Orwell richtete sich wieder auf und sah sie mit dem erwartungsvollen, zutraulichen Blick eines Welpen an. "Die da sind?"
Angela tat, als überlegte sie. "Na ... Umfang und Technik."
"Ach", sagte er. "Soso, und ...?"
"Und was?"
"Na, bin ich ... äh ... ausreichend?"
Angela seufzte, zeigte auf einen blinkenden Satelliten am imaginären Himmel und fragte, ob der eine Sternschnuppe sei.
"Ja, du kannst dir was wünschen!"
"Brauch ich nicht", sagte sie. "Hab doch alles." Sie streichelte seine Wange, bis sie eingeschlafen war, was nicht sehr lang dauerte.
Orwell hingegen lag noch lange wach, versuchte Angela zu ergründen, ihre unergründliche Antwort auf seine dumme und plumpe Frage – warum hat sie nicht einfach etwas elegantes und harmloses, beruhigendes antworten können? Er zählte die Sterne, bezeichnete eine bestimmte Menge Sterne jeweils als Haufen, addierte dann die Haufen, bis er einen Klops hatte, ja, einen Sternenhaufenklops! aber all das Gezähle konnte ihn nur bedingt ablenken, denn er befingerte permanent seinen Penis (Schicksal) und haderte mit dem Gegebenen und versuchte angestrengt, von dieser etwas albern anmutenden Maßnahme abzusehen und seine Überlegungen zu transzendieren. Nach zwei Stunden Wachliegen die Quintessenz seiner Wandergedanken: Frauen sind Verführung und Geheimnis, mein Penis ist schön, stark und tapfer, morgen werden Bücher gezählt.
Nächste Haltestelle: "Stadtzentrum". Die Busfahrerin mit der flotten Frisur fuhr den Bus so schwungvoll in die Kurve, dass Orwell umgefallen wäre, wenn ihn die hinter ihm stehende Alte nicht gestützt hätte. "Sie müssen die Füße so stellen und den Schwerpunkt weiter nach unten verlagern, wenn sie sich nicht festhalten können", sagte die höchstens fünfundneunzigjährige Hochbetagte und lächelte aufmunternd.

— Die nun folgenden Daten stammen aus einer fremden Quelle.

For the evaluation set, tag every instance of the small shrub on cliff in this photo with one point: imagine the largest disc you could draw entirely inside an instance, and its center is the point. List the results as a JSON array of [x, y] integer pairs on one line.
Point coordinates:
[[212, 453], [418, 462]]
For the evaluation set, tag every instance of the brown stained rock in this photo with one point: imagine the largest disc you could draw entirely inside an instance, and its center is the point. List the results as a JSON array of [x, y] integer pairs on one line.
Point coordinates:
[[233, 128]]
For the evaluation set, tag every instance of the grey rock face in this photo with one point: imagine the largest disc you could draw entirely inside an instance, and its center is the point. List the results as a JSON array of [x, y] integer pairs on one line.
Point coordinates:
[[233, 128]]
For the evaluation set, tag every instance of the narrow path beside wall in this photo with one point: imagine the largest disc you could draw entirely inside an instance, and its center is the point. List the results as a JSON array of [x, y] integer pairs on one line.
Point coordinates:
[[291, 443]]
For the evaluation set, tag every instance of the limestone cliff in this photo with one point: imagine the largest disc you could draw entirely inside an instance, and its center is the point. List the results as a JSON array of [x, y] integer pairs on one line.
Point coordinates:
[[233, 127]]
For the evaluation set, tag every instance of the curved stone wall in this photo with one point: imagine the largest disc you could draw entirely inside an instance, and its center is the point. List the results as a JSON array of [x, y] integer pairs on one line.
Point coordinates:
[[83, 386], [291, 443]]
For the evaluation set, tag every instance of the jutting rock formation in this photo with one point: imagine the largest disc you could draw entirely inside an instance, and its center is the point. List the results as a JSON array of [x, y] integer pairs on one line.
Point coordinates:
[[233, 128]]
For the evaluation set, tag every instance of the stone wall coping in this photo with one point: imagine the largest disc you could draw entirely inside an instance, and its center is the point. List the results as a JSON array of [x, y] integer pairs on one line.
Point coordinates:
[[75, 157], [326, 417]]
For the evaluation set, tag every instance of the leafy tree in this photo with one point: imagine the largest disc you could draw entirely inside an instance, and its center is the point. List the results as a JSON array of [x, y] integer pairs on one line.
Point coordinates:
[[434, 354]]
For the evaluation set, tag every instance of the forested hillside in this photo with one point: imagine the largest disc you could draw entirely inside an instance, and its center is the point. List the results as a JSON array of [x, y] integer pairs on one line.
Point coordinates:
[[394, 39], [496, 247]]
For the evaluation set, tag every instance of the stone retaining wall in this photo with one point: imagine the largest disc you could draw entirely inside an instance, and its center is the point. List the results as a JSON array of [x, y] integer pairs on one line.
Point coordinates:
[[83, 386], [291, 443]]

Orwell fühlte sich an eine Situation im echten Winter letztes Jahr erinnert, als er vor der Kunsthalle stürzte und eine noch ältere Frau ihm geraten hatte, Spikes zu tragen. Er hatte gehofft, dass ihm eine ähnliche Erfahrung in diesem Pussy-Winter erspart bliebe. Es war demütigend.
"Müssen se hier nicht raus?", krächzte die Busfahrerin, "hier iss Stadtzentrum!" Orwell griff sich dankend und grüßend zugleich an die Mütze, nickte knapp und drängte sich durch die passive Fahrgastgesellschaft, von denen man kaum glauben konnte, dass sie Teil einer Schwarmintelligenz sein sollte.
Er war anders, Orwell war so voller Gedanken, dass er auch in Bussen intelligent aussah, da war er sicher, er wäre sicher auch nicht hingefallen, wenn die Alte nicht eingegriffen hätte; im letzten Augenblick gefangen hätte er sich, ganz sicher, wenn er den aktuellen Gedanken zuende gedacht hatte, wie ein echter Krieger-Philosoph eben.